Ackman approached to buy Herbalife shares owned by Icahn

Icahn and Ackman have opposing bets on Los Angeles-based Herbalife.

Herbaife nutrition logo. Picture: Twitter: @Herbalife

BENGALURU - Herbalife Ltd.'s biggest critic, hedge fund manager Bill Ackman, said he had been approached to buy shares in the nutritional supplements maker from billionaire investor Carl Icahn.

Ackman, who has bet more than $1 billion against Herbalife, said on CNBC that Icahn's planned stake sale would accelerate the company's downfall.

"This is a confidence game. Carl is what creates the confidence in the company. With Carl exiting, I think the thing is over, and over quickly.
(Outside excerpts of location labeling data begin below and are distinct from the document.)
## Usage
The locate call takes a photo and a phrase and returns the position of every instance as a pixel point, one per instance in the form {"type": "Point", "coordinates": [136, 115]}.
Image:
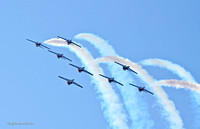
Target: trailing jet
{"type": "Point", "coordinates": [69, 41]}
{"type": "Point", "coordinates": [37, 44]}
{"type": "Point", "coordinates": [69, 82]}
{"type": "Point", "coordinates": [111, 79]}
{"type": "Point", "coordinates": [60, 55]}
{"type": "Point", "coordinates": [125, 67]}
{"type": "Point", "coordinates": [141, 88]}
{"type": "Point", "coordinates": [81, 69]}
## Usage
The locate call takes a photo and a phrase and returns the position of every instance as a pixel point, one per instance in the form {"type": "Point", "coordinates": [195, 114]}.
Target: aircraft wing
{"type": "Point", "coordinates": [31, 40]}
{"type": "Point", "coordinates": [118, 82]}
{"type": "Point", "coordinates": [62, 38]}
{"type": "Point", "coordinates": [76, 44]}
{"type": "Point", "coordinates": [77, 84]}
{"type": "Point", "coordinates": [134, 85]}
{"type": "Point", "coordinates": [52, 52]}
{"type": "Point", "coordinates": [66, 58]}
{"type": "Point", "coordinates": [44, 46]}
{"type": "Point", "coordinates": [87, 72]}
{"type": "Point", "coordinates": [132, 71]}
{"type": "Point", "coordinates": [63, 78]}
{"type": "Point", "coordinates": [74, 66]}
{"type": "Point", "coordinates": [148, 91]}
{"type": "Point", "coordinates": [104, 76]}
{"type": "Point", "coordinates": [119, 63]}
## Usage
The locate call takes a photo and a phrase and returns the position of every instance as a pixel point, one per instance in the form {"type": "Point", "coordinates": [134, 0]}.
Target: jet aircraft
{"type": "Point", "coordinates": [81, 69]}
{"type": "Point", "coordinates": [69, 82]}
{"type": "Point", "coordinates": [69, 41]}
{"type": "Point", "coordinates": [60, 55]}
{"type": "Point", "coordinates": [37, 44]}
{"type": "Point", "coordinates": [125, 67]}
{"type": "Point", "coordinates": [111, 79]}
{"type": "Point", "coordinates": [141, 88]}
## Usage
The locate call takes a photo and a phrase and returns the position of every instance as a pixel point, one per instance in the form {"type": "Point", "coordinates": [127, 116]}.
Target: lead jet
{"type": "Point", "coordinates": [140, 88]}
{"type": "Point", "coordinates": [111, 79]}
{"type": "Point", "coordinates": [37, 44]}
{"type": "Point", "coordinates": [81, 69]}
{"type": "Point", "coordinates": [69, 82]}
{"type": "Point", "coordinates": [125, 67]}
{"type": "Point", "coordinates": [69, 41]}
{"type": "Point", "coordinates": [60, 55]}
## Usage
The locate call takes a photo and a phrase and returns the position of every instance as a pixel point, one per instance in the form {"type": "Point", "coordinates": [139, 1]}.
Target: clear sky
{"type": "Point", "coordinates": [30, 90]}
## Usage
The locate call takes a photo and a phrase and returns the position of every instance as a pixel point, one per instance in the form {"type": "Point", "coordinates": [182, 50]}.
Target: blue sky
{"type": "Point", "coordinates": [30, 90]}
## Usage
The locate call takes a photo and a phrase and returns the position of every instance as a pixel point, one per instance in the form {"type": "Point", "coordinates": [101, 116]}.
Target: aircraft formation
{"type": "Point", "coordinates": [82, 69]}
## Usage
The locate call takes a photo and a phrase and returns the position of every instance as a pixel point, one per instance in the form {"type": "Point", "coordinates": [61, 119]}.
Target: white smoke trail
{"type": "Point", "coordinates": [170, 111]}
{"type": "Point", "coordinates": [169, 107]}
{"type": "Point", "coordinates": [135, 106]}
{"type": "Point", "coordinates": [182, 73]}
{"type": "Point", "coordinates": [180, 84]}
{"type": "Point", "coordinates": [110, 102]}
{"type": "Point", "coordinates": [176, 69]}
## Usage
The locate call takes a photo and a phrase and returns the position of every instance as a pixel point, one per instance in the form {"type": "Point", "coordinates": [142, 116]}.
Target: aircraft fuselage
{"type": "Point", "coordinates": [80, 69]}
{"type": "Point", "coordinates": [69, 82]}
{"type": "Point", "coordinates": [59, 55]}
{"type": "Point", "coordinates": [125, 67]}
{"type": "Point", "coordinates": [111, 79]}
{"type": "Point", "coordinates": [141, 89]}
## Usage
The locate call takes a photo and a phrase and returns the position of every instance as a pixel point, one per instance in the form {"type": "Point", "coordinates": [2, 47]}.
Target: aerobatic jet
{"type": "Point", "coordinates": [125, 67]}
{"type": "Point", "coordinates": [111, 80]}
{"type": "Point", "coordinates": [59, 55]}
{"type": "Point", "coordinates": [37, 44]}
{"type": "Point", "coordinates": [69, 41]}
{"type": "Point", "coordinates": [140, 88]}
{"type": "Point", "coordinates": [69, 82]}
{"type": "Point", "coordinates": [81, 69]}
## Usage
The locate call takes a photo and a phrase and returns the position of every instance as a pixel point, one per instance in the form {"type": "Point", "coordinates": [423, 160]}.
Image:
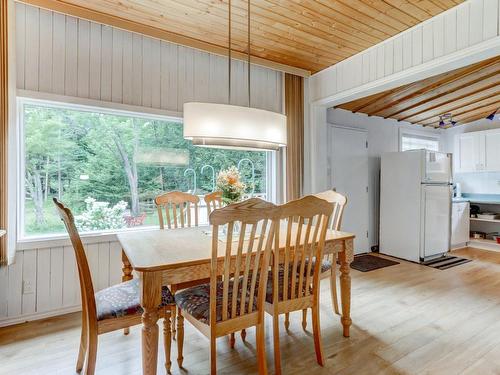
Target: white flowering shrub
{"type": "Point", "coordinates": [99, 216]}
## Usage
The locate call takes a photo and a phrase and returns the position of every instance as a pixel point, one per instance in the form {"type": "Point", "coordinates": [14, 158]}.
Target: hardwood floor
{"type": "Point", "coordinates": [407, 319]}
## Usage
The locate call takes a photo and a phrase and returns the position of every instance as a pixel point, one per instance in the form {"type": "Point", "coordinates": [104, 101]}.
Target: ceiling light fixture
{"type": "Point", "coordinates": [446, 120]}
{"type": "Point", "coordinates": [232, 126]}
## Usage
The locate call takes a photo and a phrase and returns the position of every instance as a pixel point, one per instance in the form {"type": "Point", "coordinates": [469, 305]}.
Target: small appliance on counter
{"type": "Point", "coordinates": [457, 190]}
{"type": "Point", "coordinates": [415, 204]}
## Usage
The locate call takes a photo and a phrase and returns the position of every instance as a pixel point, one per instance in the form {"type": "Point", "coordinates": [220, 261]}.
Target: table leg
{"type": "Point", "coordinates": [345, 258]}
{"type": "Point", "coordinates": [150, 289]}
{"type": "Point", "coordinates": [127, 275]}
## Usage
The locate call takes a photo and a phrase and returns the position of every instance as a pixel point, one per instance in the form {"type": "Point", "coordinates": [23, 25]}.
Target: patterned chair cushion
{"type": "Point", "coordinates": [326, 265]}
{"type": "Point", "coordinates": [196, 301]}
{"type": "Point", "coordinates": [123, 299]}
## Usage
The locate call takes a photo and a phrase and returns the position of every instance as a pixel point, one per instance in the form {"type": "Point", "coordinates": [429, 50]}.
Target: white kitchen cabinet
{"type": "Point", "coordinates": [479, 151]}
{"type": "Point", "coordinates": [460, 224]}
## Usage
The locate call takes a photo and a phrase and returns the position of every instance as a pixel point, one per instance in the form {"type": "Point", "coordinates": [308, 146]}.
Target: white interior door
{"type": "Point", "coordinates": [348, 169]}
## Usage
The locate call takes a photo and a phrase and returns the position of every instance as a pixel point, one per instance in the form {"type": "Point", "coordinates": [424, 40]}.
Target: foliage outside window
{"type": "Point", "coordinates": [109, 166]}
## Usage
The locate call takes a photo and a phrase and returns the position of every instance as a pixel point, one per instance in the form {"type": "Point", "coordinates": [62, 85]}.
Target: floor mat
{"type": "Point", "coordinates": [446, 261]}
{"type": "Point", "coordinates": [366, 263]}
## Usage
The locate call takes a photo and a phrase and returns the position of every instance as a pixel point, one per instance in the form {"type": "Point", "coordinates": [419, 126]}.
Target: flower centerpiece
{"type": "Point", "coordinates": [230, 184]}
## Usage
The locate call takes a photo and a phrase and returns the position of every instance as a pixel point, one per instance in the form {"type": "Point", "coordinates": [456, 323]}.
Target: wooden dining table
{"type": "Point", "coordinates": [165, 257]}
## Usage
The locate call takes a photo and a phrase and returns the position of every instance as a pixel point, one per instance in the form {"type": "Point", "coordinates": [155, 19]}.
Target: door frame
{"type": "Point", "coordinates": [330, 129]}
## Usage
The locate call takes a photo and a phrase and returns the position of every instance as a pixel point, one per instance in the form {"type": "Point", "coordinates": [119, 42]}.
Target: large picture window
{"type": "Point", "coordinates": [108, 166]}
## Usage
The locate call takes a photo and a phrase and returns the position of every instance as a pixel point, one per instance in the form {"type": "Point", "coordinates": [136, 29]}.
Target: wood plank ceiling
{"type": "Point", "coordinates": [468, 94]}
{"type": "Point", "coordinates": [306, 34]}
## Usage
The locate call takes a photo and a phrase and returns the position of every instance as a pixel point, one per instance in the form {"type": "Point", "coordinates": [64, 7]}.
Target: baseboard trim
{"type": "Point", "coordinates": [9, 321]}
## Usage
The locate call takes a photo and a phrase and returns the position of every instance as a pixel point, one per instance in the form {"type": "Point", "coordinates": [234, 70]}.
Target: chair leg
{"type": "Point", "coordinates": [213, 356]}
{"type": "Point", "coordinates": [276, 344]}
{"type": "Point", "coordinates": [232, 340]}
{"type": "Point", "coordinates": [318, 345]}
{"type": "Point", "coordinates": [333, 287]}
{"type": "Point", "coordinates": [91, 355]}
{"type": "Point", "coordinates": [260, 339]}
{"type": "Point", "coordinates": [167, 338]}
{"type": "Point", "coordinates": [180, 337]}
{"type": "Point", "coordinates": [304, 319]}
{"type": "Point", "coordinates": [174, 322]}
{"type": "Point", "coordinates": [82, 351]}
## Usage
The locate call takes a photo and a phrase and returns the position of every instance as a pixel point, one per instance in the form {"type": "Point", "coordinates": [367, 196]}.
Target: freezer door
{"type": "Point", "coordinates": [437, 167]}
{"type": "Point", "coordinates": [436, 220]}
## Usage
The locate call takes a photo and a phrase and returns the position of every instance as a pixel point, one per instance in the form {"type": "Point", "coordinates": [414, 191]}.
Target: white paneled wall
{"type": "Point", "coordinates": [466, 25]}
{"type": "Point", "coordinates": [63, 55]}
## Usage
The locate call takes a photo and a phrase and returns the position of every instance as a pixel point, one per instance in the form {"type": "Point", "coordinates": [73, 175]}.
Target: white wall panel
{"type": "Point", "coordinates": [471, 25]}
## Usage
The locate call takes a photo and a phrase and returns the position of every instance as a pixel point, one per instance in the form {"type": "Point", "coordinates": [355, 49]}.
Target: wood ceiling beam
{"type": "Point", "coordinates": [458, 105]}
{"type": "Point", "coordinates": [125, 24]}
{"type": "Point", "coordinates": [409, 95]}
{"type": "Point", "coordinates": [476, 116]}
{"type": "Point", "coordinates": [475, 105]}
{"type": "Point", "coordinates": [449, 97]}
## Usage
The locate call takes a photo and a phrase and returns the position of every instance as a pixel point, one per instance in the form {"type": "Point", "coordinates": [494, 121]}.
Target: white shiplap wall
{"type": "Point", "coordinates": [63, 55]}
{"type": "Point", "coordinates": [66, 56]}
{"type": "Point", "coordinates": [418, 50]}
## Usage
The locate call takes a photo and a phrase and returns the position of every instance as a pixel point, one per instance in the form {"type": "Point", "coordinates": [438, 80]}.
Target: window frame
{"type": "Point", "coordinates": [419, 135]}
{"type": "Point", "coordinates": [23, 98]}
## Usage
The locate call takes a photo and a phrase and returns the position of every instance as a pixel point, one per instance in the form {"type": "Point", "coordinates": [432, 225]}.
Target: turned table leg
{"type": "Point", "coordinates": [127, 275]}
{"type": "Point", "coordinates": [150, 290]}
{"type": "Point", "coordinates": [345, 258]}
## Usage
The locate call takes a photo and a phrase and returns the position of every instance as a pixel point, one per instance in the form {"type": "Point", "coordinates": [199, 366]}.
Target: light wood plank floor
{"type": "Point", "coordinates": [408, 319]}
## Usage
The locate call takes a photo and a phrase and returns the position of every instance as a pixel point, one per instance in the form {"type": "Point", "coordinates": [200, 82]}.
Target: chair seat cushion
{"type": "Point", "coordinates": [124, 299]}
{"type": "Point", "coordinates": [326, 265]}
{"type": "Point", "coordinates": [196, 301]}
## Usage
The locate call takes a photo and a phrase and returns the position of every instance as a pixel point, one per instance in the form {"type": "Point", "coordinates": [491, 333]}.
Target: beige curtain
{"type": "Point", "coordinates": [4, 121]}
{"type": "Point", "coordinates": [294, 110]}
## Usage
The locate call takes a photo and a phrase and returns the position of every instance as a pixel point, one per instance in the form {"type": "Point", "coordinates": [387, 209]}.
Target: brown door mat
{"type": "Point", "coordinates": [367, 262]}
{"type": "Point", "coordinates": [445, 262]}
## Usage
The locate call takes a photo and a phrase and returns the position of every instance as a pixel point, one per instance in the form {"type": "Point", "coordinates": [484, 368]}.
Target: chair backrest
{"type": "Point", "coordinates": [246, 257]}
{"type": "Point", "coordinates": [338, 201]}
{"type": "Point", "coordinates": [177, 207]}
{"type": "Point", "coordinates": [86, 286]}
{"type": "Point", "coordinates": [213, 201]}
{"type": "Point", "coordinates": [306, 222]}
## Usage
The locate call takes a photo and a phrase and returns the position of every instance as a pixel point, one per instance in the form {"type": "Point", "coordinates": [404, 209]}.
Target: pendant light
{"type": "Point", "coordinates": [232, 126]}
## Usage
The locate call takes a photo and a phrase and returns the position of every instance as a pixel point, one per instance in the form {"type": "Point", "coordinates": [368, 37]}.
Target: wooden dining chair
{"type": "Point", "coordinates": [234, 298]}
{"type": "Point", "coordinates": [181, 210]}
{"type": "Point", "coordinates": [329, 263]}
{"type": "Point", "coordinates": [295, 276]}
{"type": "Point", "coordinates": [213, 201]}
{"type": "Point", "coordinates": [110, 309]}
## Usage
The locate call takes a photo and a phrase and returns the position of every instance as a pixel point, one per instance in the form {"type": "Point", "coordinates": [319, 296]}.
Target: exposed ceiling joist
{"type": "Point", "coordinates": [467, 93]}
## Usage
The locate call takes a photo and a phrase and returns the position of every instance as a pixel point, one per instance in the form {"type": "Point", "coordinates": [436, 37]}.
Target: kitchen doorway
{"type": "Point", "coordinates": [348, 175]}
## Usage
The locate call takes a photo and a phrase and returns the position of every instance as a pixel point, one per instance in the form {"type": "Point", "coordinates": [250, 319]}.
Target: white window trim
{"type": "Point", "coordinates": [17, 184]}
{"type": "Point", "coordinates": [418, 134]}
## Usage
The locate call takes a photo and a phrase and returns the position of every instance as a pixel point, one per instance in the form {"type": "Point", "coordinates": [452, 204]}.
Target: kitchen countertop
{"type": "Point", "coordinates": [479, 198]}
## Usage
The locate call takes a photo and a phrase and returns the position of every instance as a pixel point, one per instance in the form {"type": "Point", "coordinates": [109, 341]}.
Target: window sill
{"type": "Point", "coordinates": [59, 240]}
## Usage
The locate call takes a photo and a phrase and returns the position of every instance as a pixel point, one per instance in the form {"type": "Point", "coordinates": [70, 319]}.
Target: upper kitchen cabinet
{"type": "Point", "coordinates": [479, 151]}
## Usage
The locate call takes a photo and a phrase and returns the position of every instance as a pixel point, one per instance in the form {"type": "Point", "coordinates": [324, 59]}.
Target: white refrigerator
{"type": "Point", "coordinates": [415, 204]}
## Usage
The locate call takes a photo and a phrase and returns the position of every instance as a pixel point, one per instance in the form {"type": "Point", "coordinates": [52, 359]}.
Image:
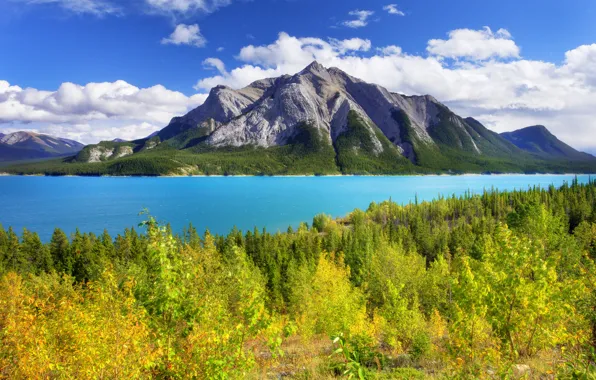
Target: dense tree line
{"type": "Point", "coordinates": [476, 286]}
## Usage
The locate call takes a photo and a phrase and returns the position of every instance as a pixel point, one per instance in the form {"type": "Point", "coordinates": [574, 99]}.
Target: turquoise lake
{"type": "Point", "coordinates": [219, 203]}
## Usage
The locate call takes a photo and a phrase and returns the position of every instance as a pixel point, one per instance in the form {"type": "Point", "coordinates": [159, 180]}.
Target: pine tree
{"type": "Point", "coordinates": [60, 252]}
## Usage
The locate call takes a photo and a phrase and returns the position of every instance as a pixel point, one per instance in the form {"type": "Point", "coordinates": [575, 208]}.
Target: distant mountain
{"type": "Point", "coordinates": [28, 145]}
{"type": "Point", "coordinates": [318, 121]}
{"type": "Point", "coordinates": [538, 140]}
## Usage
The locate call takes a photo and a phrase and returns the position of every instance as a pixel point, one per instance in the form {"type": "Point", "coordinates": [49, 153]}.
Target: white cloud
{"type": "Point", "coordinates": [392, 9]}
{"type": "Point", "coordinates": [475, 44]}
{"type": "Point", "coordinates": [361, 20]}
{"type": "Point", "coordinates": [186, 35]}
{"type": "Point", "coordinates": [390, 50]}
{"type": "Point", "coordinates": [187, 6]}
{"type": "Point", "coordinates": [94, 111]}
{"type": "Point", "coordinates": [95, 7]}
{"type": "Point", "coordinates": [582, 62]}
{"type": "Point", "coordinates": [353, 44]}
{"type": "Point", "coordinates": [216, 63]}
{"type": "Point", "coordinates": [505, 95]}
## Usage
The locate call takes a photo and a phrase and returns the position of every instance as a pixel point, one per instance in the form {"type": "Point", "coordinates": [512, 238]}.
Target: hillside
{"type": "Point", "coordinates": [318, 121]}
{"type": "Point", "coordinates": [538, 140]}
{"type": "Point", "coordinates": [28, 145]}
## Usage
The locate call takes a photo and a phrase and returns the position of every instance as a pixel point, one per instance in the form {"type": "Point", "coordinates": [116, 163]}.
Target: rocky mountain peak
{"type": "Point", "coordinates": [314, 68]}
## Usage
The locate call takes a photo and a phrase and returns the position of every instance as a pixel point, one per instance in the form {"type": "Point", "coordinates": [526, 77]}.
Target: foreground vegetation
{"type": "Point", "coordinates": [499, 285]}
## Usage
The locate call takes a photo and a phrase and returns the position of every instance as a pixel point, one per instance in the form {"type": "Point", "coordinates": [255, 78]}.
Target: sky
{"type": "Point", "coordinates": [94, 70]}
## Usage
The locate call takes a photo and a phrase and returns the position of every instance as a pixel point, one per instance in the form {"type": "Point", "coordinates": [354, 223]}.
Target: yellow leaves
{"type": "Point", "coordinates": [84, 334]}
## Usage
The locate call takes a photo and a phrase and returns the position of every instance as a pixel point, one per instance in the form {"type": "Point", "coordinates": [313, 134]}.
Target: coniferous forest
{"type": "Point", "coordinates": [498, 285]}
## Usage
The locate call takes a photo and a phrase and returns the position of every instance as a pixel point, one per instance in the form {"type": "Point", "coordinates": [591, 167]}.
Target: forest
{"type": "Point", "coordinates": [492, 285]}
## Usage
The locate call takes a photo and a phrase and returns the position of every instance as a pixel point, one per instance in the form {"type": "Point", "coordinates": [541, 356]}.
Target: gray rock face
{"type": "Point", "coordinates": [268, 112]}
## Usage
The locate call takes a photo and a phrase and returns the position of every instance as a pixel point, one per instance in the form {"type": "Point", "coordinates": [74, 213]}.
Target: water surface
{"type": "Point", "coordinates": [93, 204]}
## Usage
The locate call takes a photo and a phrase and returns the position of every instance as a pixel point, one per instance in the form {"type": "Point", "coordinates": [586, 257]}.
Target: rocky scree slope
{"type": "Point", "coordinates": [354, 126]}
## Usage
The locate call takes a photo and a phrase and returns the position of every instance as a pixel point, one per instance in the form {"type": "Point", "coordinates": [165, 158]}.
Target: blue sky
{"type": "Point", "coordinates": [129, 46]}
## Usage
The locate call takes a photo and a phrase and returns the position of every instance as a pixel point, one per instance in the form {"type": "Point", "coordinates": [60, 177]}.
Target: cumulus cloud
{"type": "Point", "coordinates": [361, 19]}
{"type": "Point", "coordinates": [503, 94]}
{"type": "Point", "coordinates": [186, 35]}
{"type": "Point", "coordinates": [353, 44]}
{"type": "Point", "coordinates": [187, 6]}
{"type": "Point", "coordinates": [94, 111]}
{"type": "Point", "coordinates": [95, 7]}
{"type": "Point", "coordinates": [393, 10]}
{"type": "Point", "coordinates": [475, 44]}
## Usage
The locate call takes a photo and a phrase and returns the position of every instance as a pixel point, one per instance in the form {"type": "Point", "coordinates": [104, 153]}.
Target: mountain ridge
{"type": "Point", "coordinates": [317, 121]}
{"type": "Point", "coordinates": [537, 139]}
{"type": "Point", "coordinates": [23, 145]}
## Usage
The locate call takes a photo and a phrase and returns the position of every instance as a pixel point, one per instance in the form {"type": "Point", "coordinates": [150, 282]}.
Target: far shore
{"type": "Point", "coordinates": [4, 174]}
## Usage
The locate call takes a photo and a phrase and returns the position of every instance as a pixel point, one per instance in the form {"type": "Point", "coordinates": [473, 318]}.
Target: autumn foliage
{"type": "Point", "coordinates": [500, 285]}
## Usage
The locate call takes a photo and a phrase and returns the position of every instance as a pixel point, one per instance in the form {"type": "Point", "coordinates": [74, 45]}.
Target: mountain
{"type": "Point", "coordinates": [318, 121]}
{"type": "Point", "coordinates": [539, 141]}
{"type": "Point", "coordinates": [28, 145]}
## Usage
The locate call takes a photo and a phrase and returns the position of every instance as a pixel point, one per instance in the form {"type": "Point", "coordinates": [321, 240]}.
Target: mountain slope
{"type": "Point", "coordinates": [538, 140]}
{"type": "Point", "coordinates": [28, 145]}
{"type": "Point", "coordinates": [318, 121]}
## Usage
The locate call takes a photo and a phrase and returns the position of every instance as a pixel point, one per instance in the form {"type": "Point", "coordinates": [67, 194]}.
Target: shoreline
{"type": "Point", "coordinates": [5, 174]}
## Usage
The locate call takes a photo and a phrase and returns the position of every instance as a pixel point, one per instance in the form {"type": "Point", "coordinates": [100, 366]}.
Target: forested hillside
{"type": "Point", "coordinates": [498, 285]}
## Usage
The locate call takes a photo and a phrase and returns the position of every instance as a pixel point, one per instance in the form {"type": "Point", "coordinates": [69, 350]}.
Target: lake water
{"type": "Point", "coordinates": [42, 203]}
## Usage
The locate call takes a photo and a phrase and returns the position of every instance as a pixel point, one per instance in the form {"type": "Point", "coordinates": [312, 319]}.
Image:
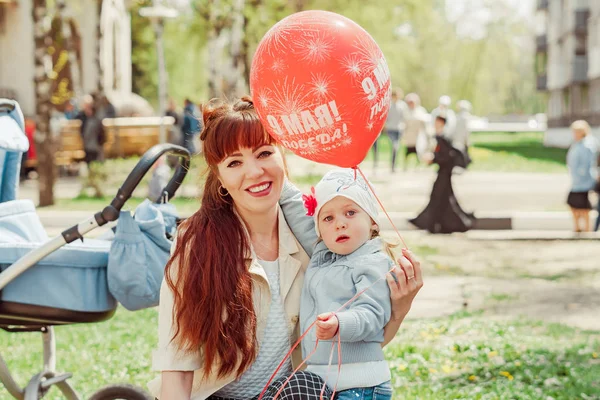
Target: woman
{"type": "Point", "coordinates": [581, 161]}
{"type": "Point", "coordinates": [230, 301]}
{"type": "Point", "coordinates": [443, 214]}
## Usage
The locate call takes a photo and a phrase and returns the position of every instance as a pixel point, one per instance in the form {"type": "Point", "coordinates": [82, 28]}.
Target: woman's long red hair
{"type": "Point", "coordinates": [208, 272]}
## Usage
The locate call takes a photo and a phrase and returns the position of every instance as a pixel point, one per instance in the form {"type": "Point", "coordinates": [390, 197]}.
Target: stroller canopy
{"type": "Point", "coordinates": [13, 143]}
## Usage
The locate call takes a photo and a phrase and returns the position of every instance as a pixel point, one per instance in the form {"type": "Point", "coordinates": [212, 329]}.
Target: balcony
{"type": "Point", "coordinates": [580, 66]}
{"type": "Point", "coordinates": [581, 22]}
{"type": "Point", "coordinates": [541, 43]}
{"type": "Point", "coordinates": [542, 82]}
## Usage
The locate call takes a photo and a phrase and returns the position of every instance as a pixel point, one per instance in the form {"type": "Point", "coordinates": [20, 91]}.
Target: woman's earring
{"type": "Point", "coordinates": [221, 188]}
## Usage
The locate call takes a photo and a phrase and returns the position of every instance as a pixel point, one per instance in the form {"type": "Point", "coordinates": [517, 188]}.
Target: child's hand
{"type": "Point", "coordinates": [327, 326]}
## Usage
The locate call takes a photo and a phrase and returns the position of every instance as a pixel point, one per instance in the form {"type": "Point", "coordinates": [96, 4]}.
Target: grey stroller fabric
{"type": "Point", "coordinates": [71, 278]}
{"type": "Point", "coordinates": [139, 254]}
{"type": "Point", "coordinates": [13, 143]}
The sooner he sells the better," Ackman said.

"I think he knows that this thing is toast."

Herbalife's shares slumped 7 percent in early trading on Friday.

Icahn and Ackman have opposing bets on Los Angeles-based Herbalife.

Ackman for years has accused Herbalife of running a pyramid scheme and bet that the stock would fall to zero.

The duo even became embroiled in a public war of words, with Icahn famously calling Ackman a "liar" and a "crybaby" in a CNBC interview in 2013. They have since made up.

While Ackman has lost money on his short bet over the years, Icahn has made money but his gains are now at risk of shrinking as the stock has fallen in the last few days.

The approach to Ackman comes a little over a month after the company agreed to pay $200 million and change the way it does business to avoid being labelled a pyramid scheme by US regulators.

Investment bank Jefferies Group has been trying to find buyers for Icahn's 18.3 percent stake for about a month, the Wall Street Journal reported on Friday.

Sources told Reuters on Thursday that Icahn was considering structuring a sale of Herbalife shares.

Ackman's Pershing Square declined to comment. Jefferies and Herbalife were not immediately available for comment. Icahn was not immediately available for comment.

Following the settlement with regulators in July, Herbalife said its board had cleared the way for Icahn to boost his stake in the company to as much as 35 percent.

Since then, the company's shares have risen 4.3 percent.